BİR LOKANTAYA GİRDİĞİMİZDE KONUŞMALARIN TÜRKÇEDEN ÇOK ALMANCA OLDUĞUNU GÖRMÜŞTÜM
Geçen yaz Alanyada karşılaştığı bir durumdan da söz eden Davutoğlu, Yaklaşık 4 milyon civarında Türk Almanyada yaşıyor ve 5 milyon civarında Alman dostumuz da Türkiyede tatillerini hatta uzun dönemli kalışlarını gerçekleştiriyor. Ben değerli dostuma geçen yaz Alanyada karşılaştığım bir tabloyu anlattım. Bir lokantaya girdiğimizde konuşmaların Türkçeden çok Almanca olduğunu görmüştüm. Bu da gösteriyor ki Türklerle Almanlar arasındaki sosyal ilişkiler herhangi iki toplum arasındaki ilişkilerden çok ötedir. Dolayısıyla bizler dışişleri bakanları olarak her bir taraftan 2 devletin dışişleri bakanları gibi çalışıyoruz bir taraftan da bu toplumsal sorunlar söz konusu olduğunda içişleri bakanları gibi de düşünmek zorunda kalıyoruz. Çünkü gerçekten iç içe geçmiş 2 toplumuz. O bakımdan özellikle son dönemde koalisyon müzakereleri sırasında sayın Steinmeierin tüm ekibinin ayrıca tüm Almanyadaki siyasi liderliğin özellikle çifte vatandaşlık konusundaki tartışmalarda gösterdikleri yeni açılımlar için teşekkürlerimi iletmek istiyorum. Bu aslında 2 ülkenin, 2 toplumun, 2 halkın yakın ilişkileri bağlamında önemli bir adımdır. Ümit ederiz daha da ileri noktalara getirilebilir dedi.

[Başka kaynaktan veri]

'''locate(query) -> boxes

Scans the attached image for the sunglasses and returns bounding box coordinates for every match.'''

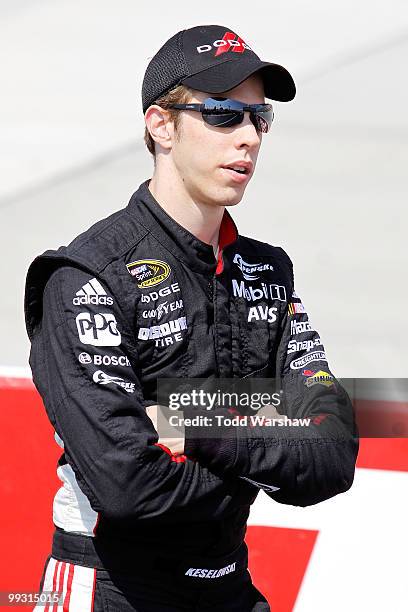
[167,97,274,133]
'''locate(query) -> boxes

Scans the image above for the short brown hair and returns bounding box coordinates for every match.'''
[144,85,194,158]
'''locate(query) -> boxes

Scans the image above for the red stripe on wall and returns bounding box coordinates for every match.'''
[357,438,408,472]
[0,375,407,608]
[0,384,60,594]
[246,525,318,612]
[355,398,408,437]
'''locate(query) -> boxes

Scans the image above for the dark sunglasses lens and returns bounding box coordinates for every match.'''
[201,99,273,132]
[252,109,273,133]
[202,110,243,128]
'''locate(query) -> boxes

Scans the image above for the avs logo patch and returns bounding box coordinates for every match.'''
[126,259,171,288]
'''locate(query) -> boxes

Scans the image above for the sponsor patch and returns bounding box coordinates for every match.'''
[76,313,121,346]
[138,316,187,341]
[93,370,135,393]
[247,305,278,323]
[78,352,130,367]
[290,320,314,335]
[233,253,273,281]
[288,302,307,315]
[303,370,315,377]
[290,351,327,370]
[197,31,252,55]
[73,278,113,306]
[232,279,287,303]
[239,476,280,492]
[127,259,171,288]
[78,352,92,364]
[142,299,183,320]
[304,370,334,388]
[185,562,237,579]
[287,337,323,354]
[140,283,180,303]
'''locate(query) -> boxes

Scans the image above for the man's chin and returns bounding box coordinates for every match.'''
[219,186,247,207]
[197,182,247,207]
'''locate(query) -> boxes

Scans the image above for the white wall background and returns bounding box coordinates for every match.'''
[1,5,408,611]
[1,1,407,372]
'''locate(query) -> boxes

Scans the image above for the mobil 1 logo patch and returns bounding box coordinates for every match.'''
[232,279,287,302]
[78,352,130,367]
[76,313,121,346]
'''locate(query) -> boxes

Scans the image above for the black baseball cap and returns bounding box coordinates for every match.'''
[142,25,296,112]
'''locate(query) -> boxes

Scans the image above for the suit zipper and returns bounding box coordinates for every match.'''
[208,275,221,377]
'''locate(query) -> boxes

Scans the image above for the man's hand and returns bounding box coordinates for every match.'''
[256,403,285,421]
[145,404,185,455]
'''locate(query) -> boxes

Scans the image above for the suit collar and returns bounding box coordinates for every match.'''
[127,180,239,275]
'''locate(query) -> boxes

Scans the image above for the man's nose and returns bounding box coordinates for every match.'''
[234,113,262,149]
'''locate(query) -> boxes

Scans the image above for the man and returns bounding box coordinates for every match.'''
[25,24,358,611]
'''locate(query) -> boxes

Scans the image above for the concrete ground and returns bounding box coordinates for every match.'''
[1,1,407,376]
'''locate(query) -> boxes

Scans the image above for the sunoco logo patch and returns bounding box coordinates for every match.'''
[304,370,334,389]
[126,259,171,288]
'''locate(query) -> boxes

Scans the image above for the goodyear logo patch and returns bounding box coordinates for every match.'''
[304,370,334,389]
[126,259,171,288]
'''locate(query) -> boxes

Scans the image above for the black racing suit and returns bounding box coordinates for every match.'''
[25,180,358,610]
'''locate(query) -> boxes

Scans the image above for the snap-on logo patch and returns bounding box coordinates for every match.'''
[126,259,171,288]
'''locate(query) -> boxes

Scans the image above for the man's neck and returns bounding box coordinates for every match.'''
[148,170,223,254]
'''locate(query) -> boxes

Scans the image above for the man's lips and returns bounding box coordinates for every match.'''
[220,161,253,184]
[221,161,253,175]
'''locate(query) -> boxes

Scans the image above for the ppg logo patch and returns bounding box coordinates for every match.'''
[75,313,121,346]
[126,259,171,288]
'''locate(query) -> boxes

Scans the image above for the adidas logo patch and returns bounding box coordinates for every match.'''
[73,278,114,306]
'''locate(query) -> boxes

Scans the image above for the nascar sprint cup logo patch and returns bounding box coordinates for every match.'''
[126,259,171,288]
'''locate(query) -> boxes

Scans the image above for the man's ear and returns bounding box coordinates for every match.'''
[144,105,174,152]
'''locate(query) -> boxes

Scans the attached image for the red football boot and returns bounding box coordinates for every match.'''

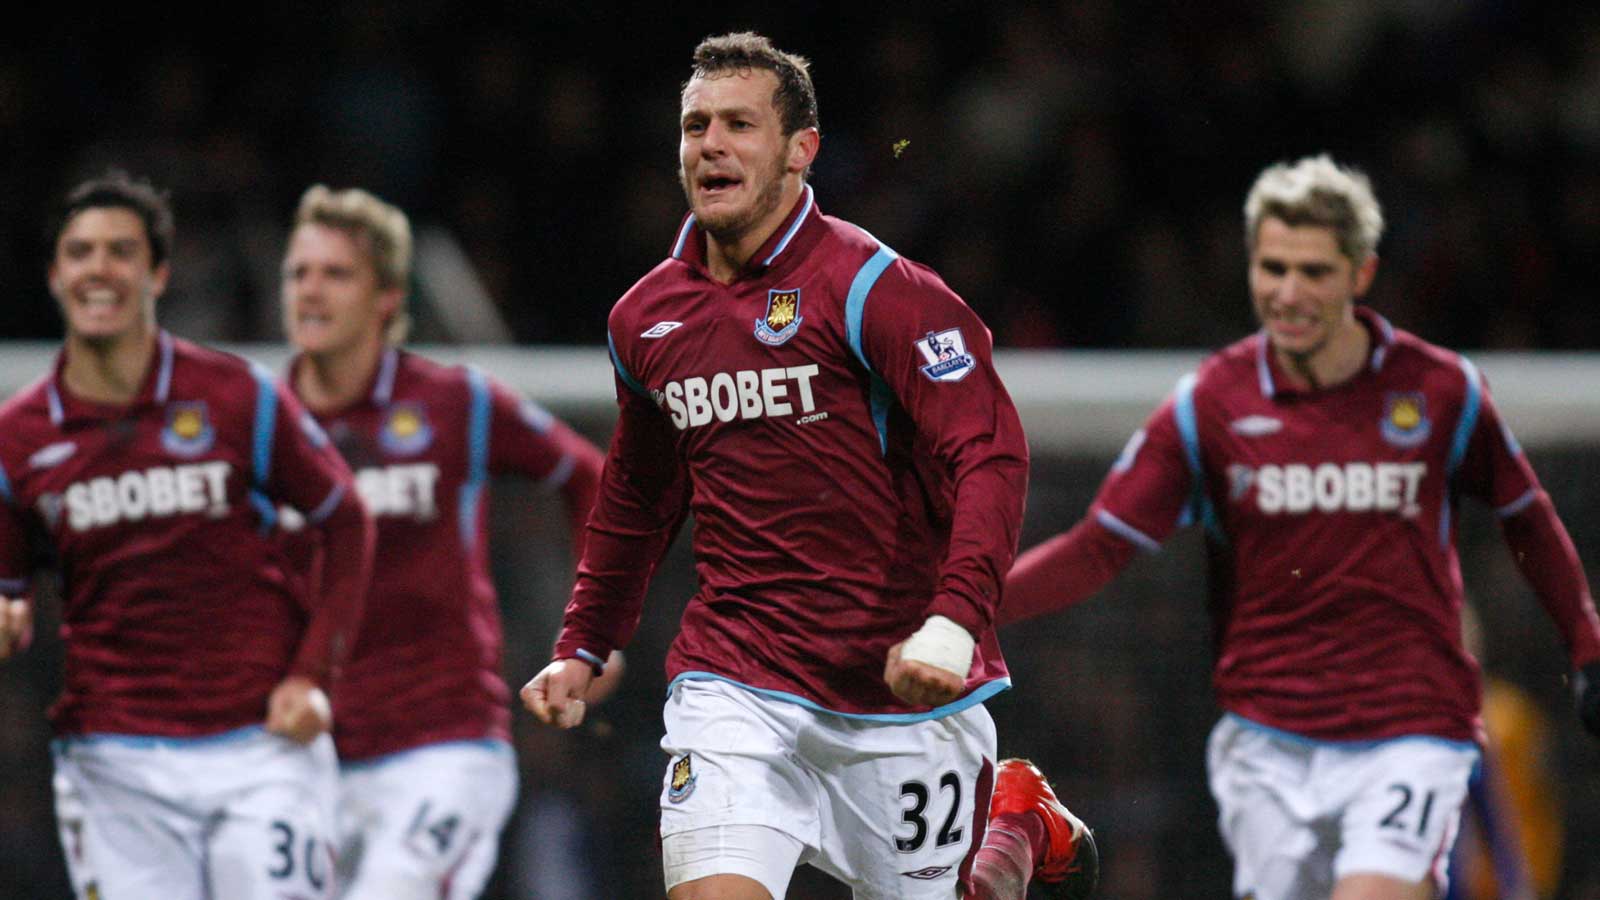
[989,758,1099,899]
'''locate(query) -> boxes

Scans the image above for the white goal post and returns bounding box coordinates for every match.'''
[3,344,1595,454]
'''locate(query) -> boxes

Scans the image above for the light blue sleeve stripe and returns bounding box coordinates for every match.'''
[867,378,893,456]
[666,671,1011,723]
[1095,509,1161,553]
[843,245,900,373]
[460,368,491,549]
[306,483,347,526]
[1173,374,1203,477]
[1438,495,1454,548]
[250,490,278,535]
[1173,374,1224,542]
[607,331,651,399]
[1495,487,1538,519]
[0,458,12,504]
[250,367,278,489]
[1438,357,1482,547]
[843,243,901,456]
[1446,356,1482,479]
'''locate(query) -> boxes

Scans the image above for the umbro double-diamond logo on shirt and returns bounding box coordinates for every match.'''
[641,321,684,339]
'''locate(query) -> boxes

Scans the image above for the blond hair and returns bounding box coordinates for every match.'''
[294,185,413,344]
[1244,154,1385,262]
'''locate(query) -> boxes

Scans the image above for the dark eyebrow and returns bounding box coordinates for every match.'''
[683,104,760,122]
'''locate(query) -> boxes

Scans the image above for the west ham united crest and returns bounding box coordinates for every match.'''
[161,401,215,457]
[754,288,803,346]
[1380,392,1431,447]
[915,328,976,382]
[379,403,433,455]
[667,753,697,803]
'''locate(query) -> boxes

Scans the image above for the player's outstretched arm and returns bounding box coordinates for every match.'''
[0,596,32,660]
[288,486,376,685]
[522,657,597,729]
[1000,518,1139,628]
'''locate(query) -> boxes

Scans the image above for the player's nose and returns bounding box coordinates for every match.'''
[85,246,117,277]
[1275,272,1306,304]
[700,121,729,154]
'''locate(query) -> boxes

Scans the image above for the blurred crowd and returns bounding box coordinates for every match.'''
[3,1,1600,349]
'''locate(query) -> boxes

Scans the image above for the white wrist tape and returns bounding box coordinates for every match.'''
[900,615,975,680]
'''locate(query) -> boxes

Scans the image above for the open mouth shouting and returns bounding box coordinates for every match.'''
[697,171,744,200]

ALMAN YATIRIMLARININ TÜRKİYEDE ARTMASINI ARZU EDİYORUZ
İkili ilişkiler konusunda önemli adımlar attıklarını ve Westerwelle ile başlattıkları diyalog mekanizmasını Steinmeierle de sürdürmek istediklerini belirten Davutoğlu, Yine bugün 3 ana çerçevede ilişkileri ele aldık. İlişkilerimiz mükemmel seyreden ilişkilerdir. Değerli daha önceki meslektaşım sayın Westerwelle ile başlattığımız diyalog mekanizmasını sayın Steinmeierle de sürdürme kararı aldık. Bunları daha üst düzey toplantılara da dönüştürmek isteğimiz, arzumuz dâhilindedir. İnşallah ben değerli meslektaşımı en kısa sürede Türkiyede misafir edip bu stratejik diyalog toplantısının ikincisini Türkiyede gerçekleştirmeyi hedefliyoruz. Çünkü ortak birçok meselemiz var. Bunun yanında ekonomik ilişkilerimizde en önemli ticari partnerimizdir Almanya. Biz diyoruz ki yatırımda da böyle olsun. Alman yatırımlarının da Türkiyede artmasını arzu ediyoruz. Bu ekonomik kriz döneminde Türk piyasasının ne kadar büyüdüğü, ne kadar genişlediği herkesçe malumdur. Türkiye ile Almanyanın ortak projeler geliştirmesi hem Avrupa ekonomisine katkıda bulunacaktır hem de ortak olarak birçok diğer bölgelerde rekabet gücü yüksek işbirliği yapmamızın önünü açacaktır dedi.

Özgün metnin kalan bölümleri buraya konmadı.